To achieve these outcomes, we need to develop a clear public policy strategy that unites a wide range of stakeholders.
The opportunity to implement such a strategy has arrived, thanks to emerging consumer demand. Policy makers should follow the lead of their constituents by designing incentives that turn this market demand into a national opportunity to sustainably generate more wealth and better health. At scale, sustainable food production could be an economic bonanza if we viewed our national food policy as a tool to drive growth and create economic opportunity for millions of Americans. Industry representatives, “Good Food” advocates, and the philanthropists and investors who support their work need to coalesce around a comprehensive food policy that supports Americans’ resolve to lead healthier, sustainable and more prosperous lives.

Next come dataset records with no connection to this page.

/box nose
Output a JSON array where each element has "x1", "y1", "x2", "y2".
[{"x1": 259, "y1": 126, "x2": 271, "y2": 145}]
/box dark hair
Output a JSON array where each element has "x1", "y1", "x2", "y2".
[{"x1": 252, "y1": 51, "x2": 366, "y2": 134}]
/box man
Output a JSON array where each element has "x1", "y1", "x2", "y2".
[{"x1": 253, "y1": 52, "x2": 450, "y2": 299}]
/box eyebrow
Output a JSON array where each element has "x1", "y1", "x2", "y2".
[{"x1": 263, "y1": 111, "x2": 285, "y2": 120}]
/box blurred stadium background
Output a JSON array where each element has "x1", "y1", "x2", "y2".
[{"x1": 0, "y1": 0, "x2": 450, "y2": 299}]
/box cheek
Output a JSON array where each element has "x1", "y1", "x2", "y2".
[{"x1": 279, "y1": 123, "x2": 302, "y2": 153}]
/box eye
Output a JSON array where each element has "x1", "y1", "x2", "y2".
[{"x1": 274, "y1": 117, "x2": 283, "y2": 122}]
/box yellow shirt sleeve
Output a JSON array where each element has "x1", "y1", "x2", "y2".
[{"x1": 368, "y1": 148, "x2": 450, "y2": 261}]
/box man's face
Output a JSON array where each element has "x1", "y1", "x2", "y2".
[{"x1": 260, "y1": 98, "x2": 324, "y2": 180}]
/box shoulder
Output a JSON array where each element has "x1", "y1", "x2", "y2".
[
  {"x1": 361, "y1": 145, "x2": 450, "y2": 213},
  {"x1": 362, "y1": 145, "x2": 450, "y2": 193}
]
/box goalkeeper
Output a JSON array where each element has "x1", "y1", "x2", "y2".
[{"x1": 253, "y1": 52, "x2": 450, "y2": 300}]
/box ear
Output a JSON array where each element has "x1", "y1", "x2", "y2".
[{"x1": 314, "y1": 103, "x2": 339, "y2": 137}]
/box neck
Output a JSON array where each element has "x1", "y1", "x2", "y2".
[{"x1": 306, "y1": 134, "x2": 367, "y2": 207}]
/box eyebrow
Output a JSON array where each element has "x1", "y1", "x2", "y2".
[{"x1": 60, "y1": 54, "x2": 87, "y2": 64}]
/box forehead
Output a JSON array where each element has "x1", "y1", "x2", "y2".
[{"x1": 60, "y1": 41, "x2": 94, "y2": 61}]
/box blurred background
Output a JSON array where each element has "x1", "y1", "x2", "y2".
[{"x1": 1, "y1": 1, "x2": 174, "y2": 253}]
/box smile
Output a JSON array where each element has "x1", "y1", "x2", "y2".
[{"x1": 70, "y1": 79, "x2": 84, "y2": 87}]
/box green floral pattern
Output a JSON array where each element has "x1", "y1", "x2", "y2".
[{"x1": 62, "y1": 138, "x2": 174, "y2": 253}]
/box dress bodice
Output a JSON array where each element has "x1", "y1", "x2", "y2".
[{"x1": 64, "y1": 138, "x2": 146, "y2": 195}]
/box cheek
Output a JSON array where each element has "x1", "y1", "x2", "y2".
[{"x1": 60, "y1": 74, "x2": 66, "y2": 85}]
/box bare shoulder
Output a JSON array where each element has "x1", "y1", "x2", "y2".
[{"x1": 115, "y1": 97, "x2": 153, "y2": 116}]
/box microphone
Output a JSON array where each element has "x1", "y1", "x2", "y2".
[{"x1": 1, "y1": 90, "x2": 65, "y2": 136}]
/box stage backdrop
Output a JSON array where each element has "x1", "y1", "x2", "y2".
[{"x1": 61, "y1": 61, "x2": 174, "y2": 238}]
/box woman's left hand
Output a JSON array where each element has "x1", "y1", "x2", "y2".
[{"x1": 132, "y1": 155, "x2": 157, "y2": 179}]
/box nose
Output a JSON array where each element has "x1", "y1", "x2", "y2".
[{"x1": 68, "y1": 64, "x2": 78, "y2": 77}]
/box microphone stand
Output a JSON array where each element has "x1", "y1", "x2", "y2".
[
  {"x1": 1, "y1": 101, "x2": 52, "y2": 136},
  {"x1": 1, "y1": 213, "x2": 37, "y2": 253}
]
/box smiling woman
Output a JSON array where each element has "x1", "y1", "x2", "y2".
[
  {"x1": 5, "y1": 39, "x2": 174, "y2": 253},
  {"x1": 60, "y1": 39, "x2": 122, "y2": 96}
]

Melody Barnes is the co-founder and principal of MBSquared Solutions LLC, a domestic policy strategy firm. She is a former assistant to President Obama and served as the director of the White House Domestic Policy Council.
Eric Kessler is the founder and principal of Arabella Advisors, a philanthropy consulting firm. Eric spearheads his firm’s Good Food Practice, which supports philanthropists and investors working to build a food system that generates delicious, nutritious, sustainably produced food that is accessible for all.